World Policy Blog
December 2, 2014
By Ivan Sigal
The international human rights system is broken – or perhaps it never worked at all.
In case after case, citizens’ human rights are violated under the national laws of their respective countries, despite the existence of international human rights commitments in the United Nations’ Universal Declaration, and by The Organization for Security and Cooperation in Europe, the Organization of American States, the African Commission, and others. The International Criminal Court has little say concerning any but the most egregious of international human rights violations, and member states have wide latitude to dispense justice as they see fit.
For those who live in countries that fail to provide or enforce their own laws protecting freedom of expression, international principles have rarely provided actual recourse. This is the case, today, with the independent Ethiopian blogger collective known as Zone9.

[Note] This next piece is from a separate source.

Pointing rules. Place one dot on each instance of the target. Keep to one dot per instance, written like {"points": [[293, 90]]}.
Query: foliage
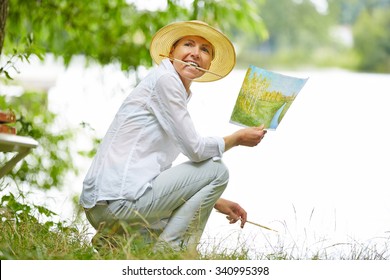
{"points": [[47, 165], [113, 30], [30, 232]]}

In April of this year, the government of Ethiopia arrested six members of Zone9 and affiliated journalists in Addis Ababa. They were held for months without a formal charge and were denied the ability to communicate. Testimony from Befeqadu Hailu, one of the accused bloggers who was smuggled out of prison in August, as well as statements in court, allege mistreatment and frequent beatings. Informally, the nine were held on accusations of “working with foreign organizations that claim to be human rights activists and…receiving finance to incite public violence through social media.”
In July, the Zone9 prisoners were charged under Ethiopia’s Anti-Terrorism Proclamation of 2009 for receiving support from political opposition organizations, defined formally by the government as terrorists, and receiving training from international activists in email encryption and data security from the Tactical Technology Collective, a group that helps journalists and activists protect themselves from digital surveillance.
The Zone9 bloggers joined other media outlets targeted under similar laws, including Eskinder Nega, who had reported on recent Arab uprisings and the possibility of similar uprisings in Ethiopia. He was arrested and charged with the “planning, preparation, conspiracy, incitement and attempt” of terrorism and sentenced to 18 years in prison.
International appeals from human rights advocacy organizations have had little effect on the case. In May, UN High Commissioner for Human Rights Navi Pillay issued a statement explaining, “The fight against terrorism cannot serve as an excuse to intimidate and silence journalists, bloggers, human rights activists and members of civil society organizations. And working with foreign human rights organizations cannot be considered a crime.” Additionally, seven international human rights and press freedom organizations pressed the African Commission and the United-Nations in an urgent appeal to intervene in the case against Zone9. The appeal focused on the lack of clear charges and failure to allow the defendants adequate legal representation.
Nani Jansen, a lawyer for the Media Legal Defence Initiative and the lead signatory in the appeal, writes in an email that both the African Commission and the UN “operate under the cover of confidentiality in the early stages of these matters: when they follow up with a Government, this is done without informing the outside world. Only months and months (often over a year) later, these exchanges with a Government get published in the mechanism’s report to its supervisory body.” Thus any intervention joins the rest of those in the cone of silence that is Zone9—hidden from public scrutiny or participation.
Even if these bodies do follow up with the Ethiopian government, their recourse is limited. In an article on the urgent appeal, Jansen notes that the African Commission can condemn the arrests in a resolution, that both organizations’ rapporteurs can request official visits to Ethiopia to investigate, and that Ethiopia, as a member of the UN Human Rights Council, would be obligated to honor such a request. But even should such requests be made, and investigations conducted, there is little chance of enforcement of hypothetical findings on the Ethiopian government.
Since the appeal, the Ethiopian government has proceeded with charges against the accused. The latest details on the trial can be found on the website trialtrackerblog, run by people close to the defendants.
Public attempts to highlight the Ethiopian governments’ transgressions against human rights such as the #Freezone9bloggers social media campaign have an indirect effect. They aim to shame the Ethiopian government to ensure better treatment for the prisoners. They also seek to pressure international organizations and Ethiopia’s allies such as the United States, for whom Ethiopia is a critical military and security partner. The hope is that those organizations will in turn employ political pressure on Ethiopia to free the Zone9 defendants.
The implementation of international commitments seems to rest primarily upon a negotiated process of politics, not a functioning and enforceable system of law. Considering the ease with which national law in Ethiopia is employed or ignored for political ends, it is a grim irony that only political pressure can hope to resolve the case in their favor.